Sur la route il n'y a aucune garantie sur le temps d'attente. Une évaluation du temps d'attente espéré est d'autant plus fiable que la personne a l'expérience des paramètres de réussite (le temps, le jour, l'heure, la zone géographique), et la connaissance de l'emplacement.
Dans cette attente la personne se trouve nue, devant des individus protégés, motorisés, enfermés, en série (spécialement sur les rocades) dans des espaces restreints. La personne peut connaître l'isolement face à un flot d'individus séparés. La personne spectatrice vit un dépassement continu de véhicules, rythmant le temps qui passe.
La perception de l'emplacement et du flux de voitures se transforme progressivement : après un temps d'imprégnation de l'univers visuel et de fixation des voitures, la concentration est diffuse, il y a un décrochage mental de l'activité visuelle sur le matériel en mouvement, on se distrait dans ses pensées, mais on revient par à-coups sur l'observation pleine des véhicules habités de visages humains. Le flux hypnotique devient l'écran de pensées entremêlées dans la fatigue.
Lors du passage d'une voiture se joue principalement une réaction furtive de la part de l'automobiliste.
A la vue de l'auto stoppeur, l'automobiliste esquive souvent sa présence, et sa demande : en fixant le panneau de direction afin de ne pas croiser le regard, en regardant l'intérieur de sa voiture (le siège passager vide par exemple), ou bien en regardant la route.
Il reconnaît parfois la présence de l'auto-stoppeur par un salut de la main ou un sourire.
Il répond aussi fréquemment à la demande par : un non de la main, par un signe stipulant qu'il va rapidement changer de direction (tel qu'un doigt penché vers le côté de la route), par un signe qu'il va s'arrêter dans les environs (tournoiement du doigt), ou qu'il regrette de ne pouvoir prendre en stop (haussement des épaules) ; mais il s'exprime aussi de façon critique, du style : « c'est abuser de demander à monter dans une voiture » et ou « c'est abuser de demander une distance si longue », ou exprime un certain dépassement du style: « c'est loin cette destination », ou enfin exprime une culpabilisation de ne pouvoir prendre par peur de la rencontre insécuritaire.
Il est exceptionnellement hostile face à la présence et demande : il enclenche son clignotant en faisant semblant de s'arrêter, il s'arrête puis redémarre lorsque l'auto stoppeur se rapproche, il lance des appels de phares (souligne le parasite), il fait un doigté en roulant, il demande de l'argent.

Lorsqu'un automobiliste s'arrête, la rencontre de l'autre se fait d'abord par des premières informations visibles : le type de véhicule qui construit l'a priori ou pas de la position sociale ; et sa plaque d'immatriculation qui peut situer géographiquement la personne ; le premier regard sur l'automobiliste qui construit une idée de son âge de visage et d'expression et sûrement le sexe.
Les premiers échanges de parole formalisent le bonjour et la direction pratiquée et souhaitée.
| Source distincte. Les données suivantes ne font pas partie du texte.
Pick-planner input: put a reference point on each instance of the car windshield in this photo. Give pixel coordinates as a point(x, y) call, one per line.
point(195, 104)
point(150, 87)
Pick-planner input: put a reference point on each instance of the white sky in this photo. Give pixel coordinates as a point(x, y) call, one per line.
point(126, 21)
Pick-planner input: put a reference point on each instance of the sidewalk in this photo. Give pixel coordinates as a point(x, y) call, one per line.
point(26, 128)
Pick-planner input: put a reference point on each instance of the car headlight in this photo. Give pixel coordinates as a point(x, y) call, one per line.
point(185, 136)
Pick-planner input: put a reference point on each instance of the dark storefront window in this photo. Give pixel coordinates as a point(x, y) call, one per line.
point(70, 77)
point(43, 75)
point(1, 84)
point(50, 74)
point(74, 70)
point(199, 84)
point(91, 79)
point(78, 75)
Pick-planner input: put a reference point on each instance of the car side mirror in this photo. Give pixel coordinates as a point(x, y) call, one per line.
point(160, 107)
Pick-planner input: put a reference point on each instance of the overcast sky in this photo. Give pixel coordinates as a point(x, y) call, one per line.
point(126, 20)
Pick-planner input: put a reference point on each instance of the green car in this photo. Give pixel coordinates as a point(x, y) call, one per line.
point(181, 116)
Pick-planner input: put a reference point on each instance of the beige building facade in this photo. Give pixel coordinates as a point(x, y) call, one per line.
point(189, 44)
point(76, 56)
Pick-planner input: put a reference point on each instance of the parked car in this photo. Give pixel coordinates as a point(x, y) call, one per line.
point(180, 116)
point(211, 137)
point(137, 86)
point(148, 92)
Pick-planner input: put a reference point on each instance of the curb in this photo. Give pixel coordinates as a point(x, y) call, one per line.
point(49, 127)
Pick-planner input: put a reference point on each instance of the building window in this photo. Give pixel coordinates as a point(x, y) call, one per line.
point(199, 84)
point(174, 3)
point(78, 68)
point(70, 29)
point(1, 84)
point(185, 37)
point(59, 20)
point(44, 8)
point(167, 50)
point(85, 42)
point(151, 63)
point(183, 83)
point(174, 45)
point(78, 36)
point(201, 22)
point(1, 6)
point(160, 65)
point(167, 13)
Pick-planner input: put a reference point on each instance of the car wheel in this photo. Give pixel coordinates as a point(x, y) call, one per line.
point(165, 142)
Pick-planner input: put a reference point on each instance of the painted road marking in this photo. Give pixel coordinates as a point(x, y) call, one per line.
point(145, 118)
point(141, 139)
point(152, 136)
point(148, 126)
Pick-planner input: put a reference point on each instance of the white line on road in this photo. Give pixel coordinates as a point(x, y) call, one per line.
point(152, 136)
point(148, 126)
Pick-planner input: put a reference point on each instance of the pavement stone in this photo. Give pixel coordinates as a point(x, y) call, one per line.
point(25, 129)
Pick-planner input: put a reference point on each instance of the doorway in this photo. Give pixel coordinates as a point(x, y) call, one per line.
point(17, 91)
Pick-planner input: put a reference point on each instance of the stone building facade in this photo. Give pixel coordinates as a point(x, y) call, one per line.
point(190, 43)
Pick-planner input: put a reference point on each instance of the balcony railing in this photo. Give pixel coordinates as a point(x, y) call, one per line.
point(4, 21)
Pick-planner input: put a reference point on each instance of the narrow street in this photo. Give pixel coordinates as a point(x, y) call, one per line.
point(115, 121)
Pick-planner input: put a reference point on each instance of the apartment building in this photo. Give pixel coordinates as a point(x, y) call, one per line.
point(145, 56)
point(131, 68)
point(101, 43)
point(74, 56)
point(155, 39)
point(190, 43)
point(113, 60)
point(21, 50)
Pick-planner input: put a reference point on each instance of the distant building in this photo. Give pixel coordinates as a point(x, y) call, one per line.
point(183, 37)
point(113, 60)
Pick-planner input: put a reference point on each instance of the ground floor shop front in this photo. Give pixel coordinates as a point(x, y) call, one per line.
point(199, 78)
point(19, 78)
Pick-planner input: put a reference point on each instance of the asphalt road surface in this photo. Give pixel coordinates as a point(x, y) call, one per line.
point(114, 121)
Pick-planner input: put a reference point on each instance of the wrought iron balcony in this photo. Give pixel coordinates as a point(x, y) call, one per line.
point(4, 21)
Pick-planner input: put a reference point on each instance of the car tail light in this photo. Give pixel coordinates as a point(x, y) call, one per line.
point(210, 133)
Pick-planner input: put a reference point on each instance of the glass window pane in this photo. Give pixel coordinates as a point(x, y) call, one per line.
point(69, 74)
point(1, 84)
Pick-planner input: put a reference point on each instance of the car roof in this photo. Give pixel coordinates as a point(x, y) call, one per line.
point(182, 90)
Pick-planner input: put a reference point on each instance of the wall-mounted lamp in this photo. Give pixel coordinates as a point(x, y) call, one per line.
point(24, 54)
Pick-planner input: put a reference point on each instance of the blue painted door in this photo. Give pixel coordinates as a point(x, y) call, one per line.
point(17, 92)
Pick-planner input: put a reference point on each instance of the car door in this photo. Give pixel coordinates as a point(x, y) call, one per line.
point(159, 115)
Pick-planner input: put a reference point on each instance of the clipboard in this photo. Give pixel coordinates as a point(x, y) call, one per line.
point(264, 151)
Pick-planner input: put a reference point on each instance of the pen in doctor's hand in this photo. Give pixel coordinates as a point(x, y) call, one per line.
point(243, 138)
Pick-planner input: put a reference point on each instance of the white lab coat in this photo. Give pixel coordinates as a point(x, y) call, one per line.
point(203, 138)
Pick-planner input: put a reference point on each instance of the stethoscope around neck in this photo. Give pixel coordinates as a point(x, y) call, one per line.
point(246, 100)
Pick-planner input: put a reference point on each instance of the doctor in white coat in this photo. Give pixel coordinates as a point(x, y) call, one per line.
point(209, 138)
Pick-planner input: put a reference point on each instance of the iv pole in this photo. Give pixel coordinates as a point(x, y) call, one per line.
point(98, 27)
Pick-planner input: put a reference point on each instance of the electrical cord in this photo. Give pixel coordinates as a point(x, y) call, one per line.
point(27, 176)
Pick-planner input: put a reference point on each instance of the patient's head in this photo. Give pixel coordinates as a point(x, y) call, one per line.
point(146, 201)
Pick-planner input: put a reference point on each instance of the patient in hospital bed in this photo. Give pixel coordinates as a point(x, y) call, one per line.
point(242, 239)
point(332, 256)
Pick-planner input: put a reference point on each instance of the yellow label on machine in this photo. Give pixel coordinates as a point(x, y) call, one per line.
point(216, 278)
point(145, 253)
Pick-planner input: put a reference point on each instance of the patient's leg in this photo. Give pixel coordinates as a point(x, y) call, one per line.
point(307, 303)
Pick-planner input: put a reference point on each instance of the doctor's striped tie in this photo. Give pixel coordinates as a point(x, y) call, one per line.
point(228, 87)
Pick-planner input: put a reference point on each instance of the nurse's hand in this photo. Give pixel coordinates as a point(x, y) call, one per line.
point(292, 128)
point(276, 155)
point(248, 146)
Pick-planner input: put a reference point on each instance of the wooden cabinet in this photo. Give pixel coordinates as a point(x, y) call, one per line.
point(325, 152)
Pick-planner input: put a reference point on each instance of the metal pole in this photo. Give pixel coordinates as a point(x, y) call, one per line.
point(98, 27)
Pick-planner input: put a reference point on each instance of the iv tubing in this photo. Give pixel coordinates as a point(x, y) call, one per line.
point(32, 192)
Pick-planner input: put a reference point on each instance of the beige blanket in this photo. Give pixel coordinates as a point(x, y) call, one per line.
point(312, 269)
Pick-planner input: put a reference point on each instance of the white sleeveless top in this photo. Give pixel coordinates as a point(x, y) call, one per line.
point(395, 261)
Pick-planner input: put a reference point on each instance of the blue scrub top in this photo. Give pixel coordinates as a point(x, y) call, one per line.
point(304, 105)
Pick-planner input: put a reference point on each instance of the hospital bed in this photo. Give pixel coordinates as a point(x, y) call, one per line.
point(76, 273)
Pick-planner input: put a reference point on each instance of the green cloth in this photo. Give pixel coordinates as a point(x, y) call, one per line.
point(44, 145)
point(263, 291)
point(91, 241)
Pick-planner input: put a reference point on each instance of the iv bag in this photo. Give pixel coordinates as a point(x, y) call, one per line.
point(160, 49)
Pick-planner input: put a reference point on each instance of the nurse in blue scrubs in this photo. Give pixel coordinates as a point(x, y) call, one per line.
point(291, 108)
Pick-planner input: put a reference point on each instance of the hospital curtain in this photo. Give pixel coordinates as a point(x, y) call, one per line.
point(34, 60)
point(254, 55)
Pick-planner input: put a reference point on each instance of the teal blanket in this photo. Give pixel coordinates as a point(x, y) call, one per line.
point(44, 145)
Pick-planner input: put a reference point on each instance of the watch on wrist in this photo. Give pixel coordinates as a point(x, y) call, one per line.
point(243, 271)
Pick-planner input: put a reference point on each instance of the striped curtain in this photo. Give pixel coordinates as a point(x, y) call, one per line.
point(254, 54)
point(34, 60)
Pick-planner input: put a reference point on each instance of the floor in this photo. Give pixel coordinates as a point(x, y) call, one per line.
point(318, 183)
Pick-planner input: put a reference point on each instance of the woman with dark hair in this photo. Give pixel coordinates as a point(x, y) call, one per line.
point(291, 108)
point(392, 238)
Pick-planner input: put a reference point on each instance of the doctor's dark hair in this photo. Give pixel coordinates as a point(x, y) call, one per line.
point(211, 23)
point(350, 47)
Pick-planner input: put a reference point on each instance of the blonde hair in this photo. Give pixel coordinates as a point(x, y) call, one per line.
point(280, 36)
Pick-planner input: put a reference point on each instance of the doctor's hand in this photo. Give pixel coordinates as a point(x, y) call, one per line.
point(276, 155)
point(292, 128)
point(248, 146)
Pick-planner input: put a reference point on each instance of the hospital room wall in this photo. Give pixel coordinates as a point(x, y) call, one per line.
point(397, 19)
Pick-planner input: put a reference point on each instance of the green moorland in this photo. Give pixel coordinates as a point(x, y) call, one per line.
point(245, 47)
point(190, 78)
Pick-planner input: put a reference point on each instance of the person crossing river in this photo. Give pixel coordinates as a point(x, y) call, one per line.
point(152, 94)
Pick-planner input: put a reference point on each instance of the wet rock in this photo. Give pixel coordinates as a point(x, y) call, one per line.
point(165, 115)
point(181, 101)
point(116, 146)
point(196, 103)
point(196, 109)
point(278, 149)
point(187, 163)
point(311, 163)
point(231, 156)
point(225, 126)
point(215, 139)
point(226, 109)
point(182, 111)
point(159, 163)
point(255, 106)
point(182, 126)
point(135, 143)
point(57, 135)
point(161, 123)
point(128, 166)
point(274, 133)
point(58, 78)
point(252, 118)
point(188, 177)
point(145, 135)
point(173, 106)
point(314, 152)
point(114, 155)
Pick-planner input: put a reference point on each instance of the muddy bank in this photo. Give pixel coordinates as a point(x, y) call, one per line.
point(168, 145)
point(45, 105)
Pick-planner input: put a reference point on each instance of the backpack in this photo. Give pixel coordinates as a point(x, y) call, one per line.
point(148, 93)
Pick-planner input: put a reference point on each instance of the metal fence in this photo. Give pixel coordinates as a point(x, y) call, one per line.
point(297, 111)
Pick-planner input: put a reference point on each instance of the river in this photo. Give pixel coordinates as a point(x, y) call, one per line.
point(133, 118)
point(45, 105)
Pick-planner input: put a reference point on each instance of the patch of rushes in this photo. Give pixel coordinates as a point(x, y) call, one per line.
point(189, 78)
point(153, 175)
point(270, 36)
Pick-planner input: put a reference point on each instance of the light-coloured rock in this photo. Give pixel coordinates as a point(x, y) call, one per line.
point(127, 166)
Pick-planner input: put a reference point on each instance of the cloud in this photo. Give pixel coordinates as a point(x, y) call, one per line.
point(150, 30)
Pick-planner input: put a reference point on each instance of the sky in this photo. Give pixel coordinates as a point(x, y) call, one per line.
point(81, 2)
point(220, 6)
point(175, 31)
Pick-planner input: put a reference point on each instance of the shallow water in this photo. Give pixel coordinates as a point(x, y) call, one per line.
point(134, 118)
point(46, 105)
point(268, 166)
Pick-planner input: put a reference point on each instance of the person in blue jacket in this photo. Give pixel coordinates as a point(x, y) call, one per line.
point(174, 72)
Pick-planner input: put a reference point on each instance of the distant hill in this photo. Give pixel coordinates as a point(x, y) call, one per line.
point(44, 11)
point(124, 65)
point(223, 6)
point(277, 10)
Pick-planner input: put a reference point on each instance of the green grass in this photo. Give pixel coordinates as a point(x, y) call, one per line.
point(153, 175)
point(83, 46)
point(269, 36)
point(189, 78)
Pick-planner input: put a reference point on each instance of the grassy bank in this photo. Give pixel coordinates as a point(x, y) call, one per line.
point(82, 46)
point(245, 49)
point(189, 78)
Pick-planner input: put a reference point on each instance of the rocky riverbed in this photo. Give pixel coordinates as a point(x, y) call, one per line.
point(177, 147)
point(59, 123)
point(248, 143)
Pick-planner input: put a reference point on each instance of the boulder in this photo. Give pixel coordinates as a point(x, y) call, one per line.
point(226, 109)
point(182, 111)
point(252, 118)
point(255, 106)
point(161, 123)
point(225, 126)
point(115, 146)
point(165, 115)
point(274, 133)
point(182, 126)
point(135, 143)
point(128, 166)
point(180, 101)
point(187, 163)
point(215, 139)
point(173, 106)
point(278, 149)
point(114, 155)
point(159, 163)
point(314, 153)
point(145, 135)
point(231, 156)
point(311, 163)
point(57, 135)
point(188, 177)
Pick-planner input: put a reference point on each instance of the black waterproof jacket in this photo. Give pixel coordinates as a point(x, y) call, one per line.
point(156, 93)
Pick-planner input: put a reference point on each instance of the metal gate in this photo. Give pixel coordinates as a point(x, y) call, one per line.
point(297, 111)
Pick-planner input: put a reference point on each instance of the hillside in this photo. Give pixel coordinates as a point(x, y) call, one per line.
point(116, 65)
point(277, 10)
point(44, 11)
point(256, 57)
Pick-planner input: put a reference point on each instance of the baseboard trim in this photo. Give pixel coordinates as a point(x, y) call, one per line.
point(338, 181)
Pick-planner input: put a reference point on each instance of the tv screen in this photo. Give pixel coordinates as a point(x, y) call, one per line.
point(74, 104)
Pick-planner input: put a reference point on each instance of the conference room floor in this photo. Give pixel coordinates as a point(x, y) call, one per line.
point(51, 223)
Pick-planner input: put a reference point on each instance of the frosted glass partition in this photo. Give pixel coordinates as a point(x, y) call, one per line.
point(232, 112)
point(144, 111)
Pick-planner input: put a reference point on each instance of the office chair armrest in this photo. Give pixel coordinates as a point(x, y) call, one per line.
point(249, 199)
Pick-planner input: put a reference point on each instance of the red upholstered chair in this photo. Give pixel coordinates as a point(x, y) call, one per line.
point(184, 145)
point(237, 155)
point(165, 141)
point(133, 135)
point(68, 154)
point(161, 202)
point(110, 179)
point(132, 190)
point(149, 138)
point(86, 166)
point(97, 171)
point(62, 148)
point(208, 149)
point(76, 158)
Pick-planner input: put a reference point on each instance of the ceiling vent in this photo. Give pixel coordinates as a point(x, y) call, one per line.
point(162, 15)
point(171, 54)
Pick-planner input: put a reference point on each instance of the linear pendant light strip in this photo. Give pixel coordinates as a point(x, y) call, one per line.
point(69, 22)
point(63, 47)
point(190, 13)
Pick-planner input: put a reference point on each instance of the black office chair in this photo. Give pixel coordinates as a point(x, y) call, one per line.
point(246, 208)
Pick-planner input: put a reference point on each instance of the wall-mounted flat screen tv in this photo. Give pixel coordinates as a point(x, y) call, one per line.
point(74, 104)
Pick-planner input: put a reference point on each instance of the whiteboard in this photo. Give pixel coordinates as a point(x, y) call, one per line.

Puis se joue l'accueil dans l'espace privé (la propriété ou location) d'une personne qui le dirige (dans tous les sens du terme) et dans lequel l'auto-stoppeur est hébergé à court terme. Normalement se noue une complicité pratique, celle de partager un voyage. Une tentative d'échange apparaît par une présentation et ou une écoute de l'autre, dans le souci d'une compréhension mutuelle. Soit la parole est médiatisé par un sujet, partagé et vécu par tous, ou spécifique à la personne. Il y a donc fermeture sur un sujet (monologue) ou ouverture sur un sujet (dialogue). Selon que le sujet est public ou privé, on dévoile une partie de son intimité. Il peut y avoir une gestion du silence, des pauses dans la conversation, le voyage mécanique reste dans un échange silencieux.
Dans un véhicule, les personnes sont disposées de côté. Les regards peuvent se croiser de biais. L'automobiliste est dans l'initiative mental et physique de la conduite, l'auto-stoppeur peut surveiller de la conduite, restant physiquement passif.